While my main interest is 3 rail O scale. I do have an interest in the Modern era Marklin 1 gauge. I've got a few locomotives and several dozen freight wagons. Any other Marklin fans out there?


----------



## Cycleops (Dec 6, 2014)

I'm a big fan but unfortunately my bank manager isn't!


----------



## tailsgunner (Nov 17, 2015)

Ricky Tanner said:


> While my main interest is 3 rail O scale. I do have an interest in the Modern era Marklin 1 gauge. I've got a few locomotives and several dozen freight wagons. Any other Marklin fans out there?


I have a early 70's era Spur 1 set with the switcher, dump and gondola car and another Maxi 5441 set...but I really don't run them that much...Im afraid something will break and I won't be able to replace the parts.
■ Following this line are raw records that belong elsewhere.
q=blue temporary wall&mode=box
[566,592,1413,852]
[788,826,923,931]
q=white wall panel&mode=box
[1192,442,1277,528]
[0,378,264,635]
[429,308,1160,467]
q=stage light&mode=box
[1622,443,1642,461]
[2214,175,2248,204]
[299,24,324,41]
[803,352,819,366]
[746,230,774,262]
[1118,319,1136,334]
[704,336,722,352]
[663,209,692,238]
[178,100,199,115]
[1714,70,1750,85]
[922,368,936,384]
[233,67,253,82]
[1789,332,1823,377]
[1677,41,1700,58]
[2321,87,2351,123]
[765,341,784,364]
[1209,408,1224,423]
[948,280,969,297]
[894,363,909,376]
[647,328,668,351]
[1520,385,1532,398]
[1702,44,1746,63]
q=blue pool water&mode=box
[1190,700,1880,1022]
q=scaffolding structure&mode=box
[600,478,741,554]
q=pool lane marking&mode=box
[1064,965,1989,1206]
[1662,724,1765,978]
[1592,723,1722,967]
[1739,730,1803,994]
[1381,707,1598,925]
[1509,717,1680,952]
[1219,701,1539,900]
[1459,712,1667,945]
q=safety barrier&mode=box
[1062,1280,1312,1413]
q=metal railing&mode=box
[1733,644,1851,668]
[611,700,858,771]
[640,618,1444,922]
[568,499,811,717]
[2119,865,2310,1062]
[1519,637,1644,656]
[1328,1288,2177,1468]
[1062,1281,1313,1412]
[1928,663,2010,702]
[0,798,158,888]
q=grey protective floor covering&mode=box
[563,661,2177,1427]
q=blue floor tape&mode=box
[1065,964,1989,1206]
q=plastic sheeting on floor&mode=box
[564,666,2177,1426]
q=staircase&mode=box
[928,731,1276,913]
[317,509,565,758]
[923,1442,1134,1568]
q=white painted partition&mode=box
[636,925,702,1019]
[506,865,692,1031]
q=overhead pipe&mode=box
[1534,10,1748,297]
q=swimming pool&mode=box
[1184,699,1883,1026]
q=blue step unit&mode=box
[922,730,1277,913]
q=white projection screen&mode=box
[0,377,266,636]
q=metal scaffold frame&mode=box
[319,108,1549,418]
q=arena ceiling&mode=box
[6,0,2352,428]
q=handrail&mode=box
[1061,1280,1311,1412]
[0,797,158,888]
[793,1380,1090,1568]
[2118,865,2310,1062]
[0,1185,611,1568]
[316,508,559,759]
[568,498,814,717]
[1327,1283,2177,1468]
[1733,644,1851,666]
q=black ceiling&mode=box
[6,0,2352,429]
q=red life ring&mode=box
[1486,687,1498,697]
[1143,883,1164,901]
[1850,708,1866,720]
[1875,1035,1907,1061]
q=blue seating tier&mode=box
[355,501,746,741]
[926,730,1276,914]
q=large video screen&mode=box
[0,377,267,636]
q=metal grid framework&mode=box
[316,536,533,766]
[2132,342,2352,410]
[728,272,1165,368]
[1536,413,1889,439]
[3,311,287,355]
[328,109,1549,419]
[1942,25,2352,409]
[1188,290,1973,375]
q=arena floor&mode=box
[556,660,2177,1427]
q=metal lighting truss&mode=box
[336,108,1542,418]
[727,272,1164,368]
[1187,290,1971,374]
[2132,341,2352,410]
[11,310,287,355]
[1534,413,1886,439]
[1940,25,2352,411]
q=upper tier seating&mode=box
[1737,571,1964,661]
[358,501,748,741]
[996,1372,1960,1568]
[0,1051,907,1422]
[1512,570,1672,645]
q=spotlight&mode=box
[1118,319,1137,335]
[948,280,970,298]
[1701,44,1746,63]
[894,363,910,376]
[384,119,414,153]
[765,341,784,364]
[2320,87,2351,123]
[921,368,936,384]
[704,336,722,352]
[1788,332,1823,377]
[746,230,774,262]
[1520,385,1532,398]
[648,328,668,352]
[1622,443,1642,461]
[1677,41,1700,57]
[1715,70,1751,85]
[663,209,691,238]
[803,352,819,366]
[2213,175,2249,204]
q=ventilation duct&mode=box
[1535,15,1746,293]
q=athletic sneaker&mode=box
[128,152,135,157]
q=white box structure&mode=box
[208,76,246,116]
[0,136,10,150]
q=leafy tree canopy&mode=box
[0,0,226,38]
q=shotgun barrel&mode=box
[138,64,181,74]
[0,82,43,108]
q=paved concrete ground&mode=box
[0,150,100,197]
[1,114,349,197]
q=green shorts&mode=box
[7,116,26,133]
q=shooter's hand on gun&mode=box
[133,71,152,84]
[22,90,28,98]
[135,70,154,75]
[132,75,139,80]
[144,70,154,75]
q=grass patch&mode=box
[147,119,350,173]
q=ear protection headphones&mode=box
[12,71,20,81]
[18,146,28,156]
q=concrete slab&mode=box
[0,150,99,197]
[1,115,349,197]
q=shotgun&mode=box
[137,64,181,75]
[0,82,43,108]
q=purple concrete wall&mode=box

What voltage do these sets run on?

Thank you


----------



## Ricky Tanner (Sep 19, 2015)

tailsgunner said:


> I have a early 70's era Spur 1 set with the switcher, dump and gondola car and another Maxi 5441 set...but I really don't run them that much...Im afraid something will break and I won't be able to replace the parts.
> 
> What voltage do these sets run on?
> 
> Thank you


They run on on 14V AC. Use a Marklin 30VA transformer like a 6177. This is the US 120V 60Hz version.


----------



## mtoney (Oct 6, 2012)

I picked up the strip down version of the Henschel diesel switcher and a gondola at a show. Most of Marklin's gauge 1 line is well out of my reach cost wise. I am going to switch my mostly LGB powered garden railway over to Marklin. Hope to pick up the br80 0-6-0 that is the same vintage as my diesel, and a few more of the early freight cars. Those are, for the most part, affordable still. You can change the early diesel and br80 over to DC power, There is a company that makes a replacement magnet coil assembly to replace the AC power version. Then you remove the reverse unit, and just wire it like any other DC motor. Otherwise you use the Marklin 30va AC transformer to run and control direction, just like thier HO of that era Mike


----------